I am taking quantum field theory this semester. There we use the Einstein Informalism. But I have never seen it before. I understood that if there are two letters on one letter, that this is a matrix, and if there is only one letter on it, that this is a vector. I am only confused about the derivations. There is one letter on top and one on the bottom. I suppose that this is as follows:
\begin{align} \partial_\mu L = \frac{\partial L}{\partial x^\mu}, \hspace{30pt} \partial^\mu L = \nabla L + \frac{\partial L}{\partial t} \end{align}
But now I have to derive the following: \begin{align} L = \sqrt{\partial_\mu\phi\partial^\mu \phi}, \hspace{30pt} \frac{\partial L}{\partial \phi} = ?, \hspace{30pt} \partial_\mu \frac{\partial L}{\partial(\partial_\mu \phi)} = ? \end{align} And I am very unsure. Is $L$ still dependent on $\phi$? Because of the derivations this should disappear completely. But if I should derive it to $\partial_\mu \phi$, do I have to consider that $\partial^\mu \phi$ is dependent on $\partial_\mu \phi$? Theoretically $\partial^\mu \phi = (\frac{\partial \phi}{\partial x^0}, \frac{\partial \phi}{\partial x^1}, \frac{\partial \phi}{\partial x^2}, \frac{\partial \phi}{\partial x^3})$. But how do I write this in the Einstein summation convention? I have no idea.

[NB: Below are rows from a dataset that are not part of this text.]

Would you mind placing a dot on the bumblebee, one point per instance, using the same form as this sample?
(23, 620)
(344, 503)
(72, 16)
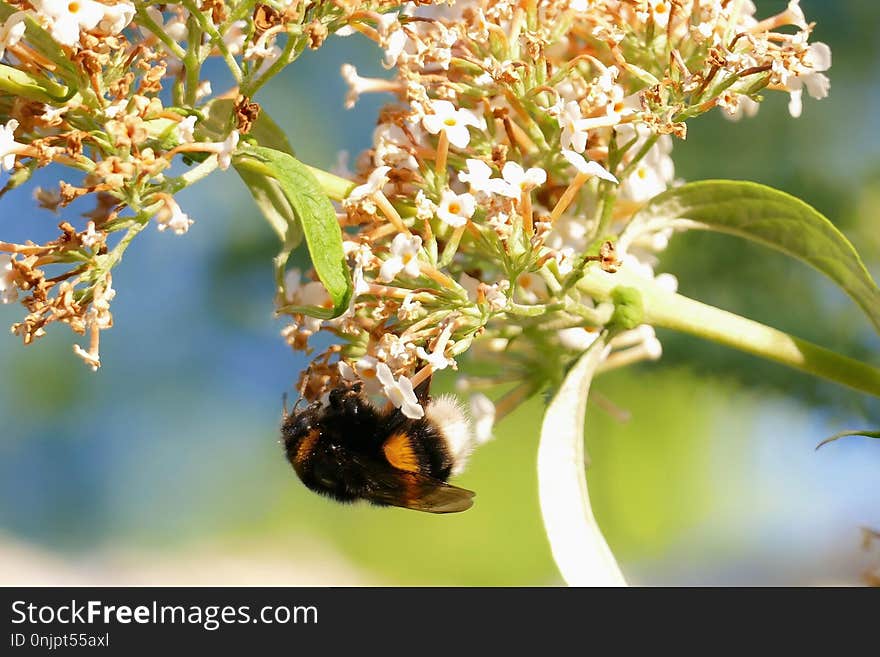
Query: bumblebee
(348, 449)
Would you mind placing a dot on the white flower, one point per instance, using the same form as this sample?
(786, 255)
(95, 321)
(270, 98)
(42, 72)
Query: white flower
(11, 31)
(452, 121)
(574, 134)
(392, 38)
(116, 18)
(9, 148)
(400, 392)
(227, 148)
(52, 115)
(479, 177)
(66, 18)
(235, 37)
(586, 167)
(92, 236)
(519, 180)
(185, 130)
(171, 216)
(795, 15)
(404, 257)
(8, 292)
(377, 180)
(496, 295)
(364, 371)
(483, 414)
(456, 209)
(390, 148)
(437, 358)
(818, 58)
(410, 308)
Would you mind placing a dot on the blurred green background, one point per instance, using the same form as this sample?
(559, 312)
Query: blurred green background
(164, 467)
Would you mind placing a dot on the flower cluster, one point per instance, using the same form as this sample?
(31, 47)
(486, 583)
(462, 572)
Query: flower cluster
(110, 94)
(523, 138)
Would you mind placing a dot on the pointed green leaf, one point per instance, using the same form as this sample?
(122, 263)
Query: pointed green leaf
(770, 217)
(312, 213)
(579, 549)
(844, 434)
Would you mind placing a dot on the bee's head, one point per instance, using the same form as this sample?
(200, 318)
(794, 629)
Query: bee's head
(299, 432)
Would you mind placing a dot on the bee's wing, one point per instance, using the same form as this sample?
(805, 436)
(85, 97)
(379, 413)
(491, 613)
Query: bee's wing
(412, 490)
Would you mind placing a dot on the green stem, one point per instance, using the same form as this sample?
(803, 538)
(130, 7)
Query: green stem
(683, 314)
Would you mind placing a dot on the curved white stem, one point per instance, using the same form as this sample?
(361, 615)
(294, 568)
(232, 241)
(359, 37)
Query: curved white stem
(580, 550)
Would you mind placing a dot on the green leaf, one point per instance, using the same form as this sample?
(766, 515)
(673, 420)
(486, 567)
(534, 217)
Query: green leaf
(274, 205)
(770, 217)
(844, 434)
(578, 547)
(287, 190)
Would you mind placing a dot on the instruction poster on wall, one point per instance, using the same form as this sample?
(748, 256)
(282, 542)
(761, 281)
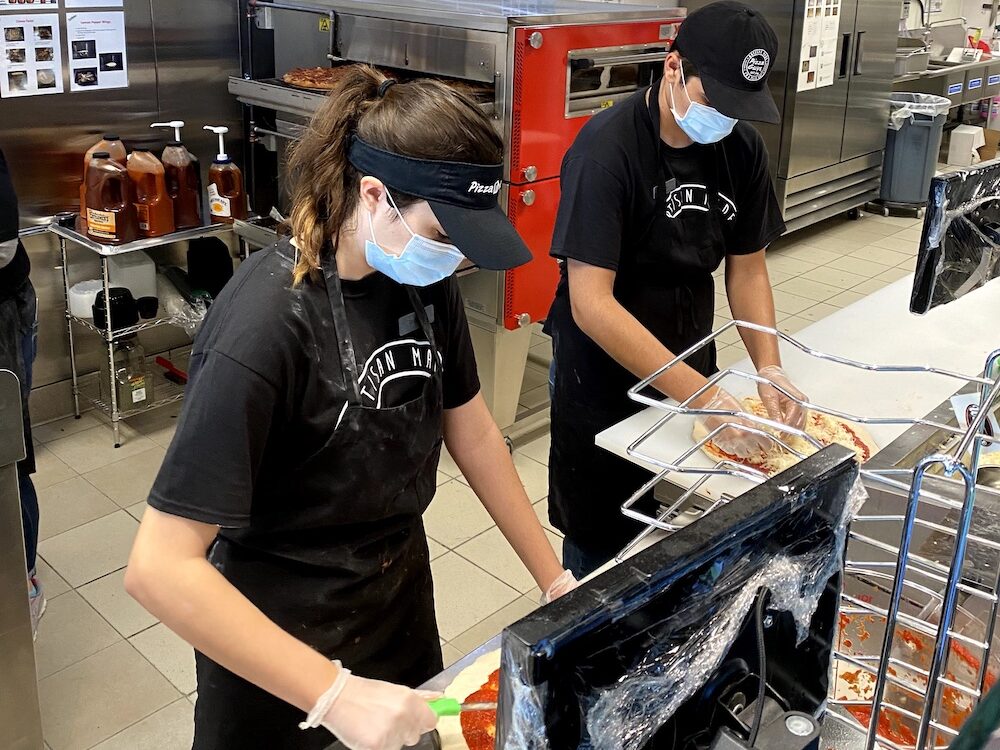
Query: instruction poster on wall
(95, 3)
(31, 55)
(97, 51)
(820, 35)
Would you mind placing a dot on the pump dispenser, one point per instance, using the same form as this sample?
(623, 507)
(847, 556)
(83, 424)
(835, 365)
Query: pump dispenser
(226, 196)
(183, 177)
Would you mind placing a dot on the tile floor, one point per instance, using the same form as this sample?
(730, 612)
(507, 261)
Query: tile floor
(112, 678)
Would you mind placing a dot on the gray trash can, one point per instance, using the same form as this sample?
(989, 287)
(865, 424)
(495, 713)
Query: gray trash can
(916, 123)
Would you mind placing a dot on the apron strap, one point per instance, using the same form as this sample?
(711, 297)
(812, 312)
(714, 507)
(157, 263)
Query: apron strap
(343, 332)
(421, 312)
(348, 359)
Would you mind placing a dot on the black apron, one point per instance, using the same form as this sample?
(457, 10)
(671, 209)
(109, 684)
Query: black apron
(355, 576)
(588, 484)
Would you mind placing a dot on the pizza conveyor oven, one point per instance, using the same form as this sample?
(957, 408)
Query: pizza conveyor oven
(543, 68)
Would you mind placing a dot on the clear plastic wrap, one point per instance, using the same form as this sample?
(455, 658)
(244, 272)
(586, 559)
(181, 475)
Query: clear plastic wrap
(628, 715)
(960, 249)
(172, 303)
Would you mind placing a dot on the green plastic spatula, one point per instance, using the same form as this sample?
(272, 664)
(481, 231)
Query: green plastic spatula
(451, 707)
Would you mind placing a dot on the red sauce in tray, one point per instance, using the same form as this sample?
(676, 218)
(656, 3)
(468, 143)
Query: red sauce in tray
(890, 725)
(480, 727)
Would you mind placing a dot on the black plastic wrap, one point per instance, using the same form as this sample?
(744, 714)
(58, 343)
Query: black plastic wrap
(642, 657)
(960, 246)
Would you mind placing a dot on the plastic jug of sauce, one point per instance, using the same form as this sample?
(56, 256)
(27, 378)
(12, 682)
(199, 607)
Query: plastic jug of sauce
(183, 175)
(153, 206)
(114, 146)
(227, 197)
(110, 200)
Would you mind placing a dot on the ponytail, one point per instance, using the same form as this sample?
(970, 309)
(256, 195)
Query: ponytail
(424, 119)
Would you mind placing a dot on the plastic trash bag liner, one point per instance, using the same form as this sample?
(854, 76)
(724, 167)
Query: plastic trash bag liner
(649, 654)
(907, 105)
(960, 244)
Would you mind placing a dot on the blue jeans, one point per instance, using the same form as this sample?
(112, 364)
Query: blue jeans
(19, 329)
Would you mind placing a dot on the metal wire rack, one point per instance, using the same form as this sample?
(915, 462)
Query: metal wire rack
(927, 672)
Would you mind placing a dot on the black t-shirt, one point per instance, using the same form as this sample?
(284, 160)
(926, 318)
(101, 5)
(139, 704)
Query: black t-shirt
(266, 384)
(608, 179)
(663, 219)
(15, 273)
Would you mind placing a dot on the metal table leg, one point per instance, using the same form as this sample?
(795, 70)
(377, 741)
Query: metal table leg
(69, 330)
(109, 339)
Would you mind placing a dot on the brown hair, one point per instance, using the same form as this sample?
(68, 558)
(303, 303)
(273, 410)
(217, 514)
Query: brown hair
(424, 119)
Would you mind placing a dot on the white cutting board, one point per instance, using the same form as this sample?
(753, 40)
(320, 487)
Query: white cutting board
(878, 330)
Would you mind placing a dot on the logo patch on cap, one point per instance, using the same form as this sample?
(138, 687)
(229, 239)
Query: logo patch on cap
(756, 65)
(478, 187)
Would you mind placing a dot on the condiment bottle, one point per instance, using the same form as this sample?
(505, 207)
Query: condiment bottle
(227, 198)
(183, 175)
(153, 206)
(114, 146)
(111, 216)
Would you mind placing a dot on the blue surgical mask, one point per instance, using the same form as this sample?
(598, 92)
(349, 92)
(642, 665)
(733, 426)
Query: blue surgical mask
(423, 261)
(701, 123)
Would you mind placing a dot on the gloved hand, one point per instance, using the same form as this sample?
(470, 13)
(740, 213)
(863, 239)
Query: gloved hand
(373, 715)
(779, 407)
(734, 441)
(559, 587)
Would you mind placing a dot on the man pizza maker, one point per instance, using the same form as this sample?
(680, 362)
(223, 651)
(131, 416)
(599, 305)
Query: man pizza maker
(658, 192)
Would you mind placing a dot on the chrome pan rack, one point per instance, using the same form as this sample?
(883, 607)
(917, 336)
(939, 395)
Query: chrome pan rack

$\partial_\mu$ is just shorthand for the partial derivative with respect to the corresponding coordinate: $$ \partial_\mu:=\frac{\partial}{\partial x^\mu} $$ $\partial^\mu$ is just $\partial_\mu$ with an index raised; that is $$ \partial^\mu:=\eta^{\mu\nu}\partial_\nu $$ Where $\eta^{\mu\nu}$ is the inverse metric. Some authors write expressions exclusively in terms of $\partial_\mu$, writing the $\eta^{\mu\nu}$ factors explecitly. It might be instructive to do this in your situation.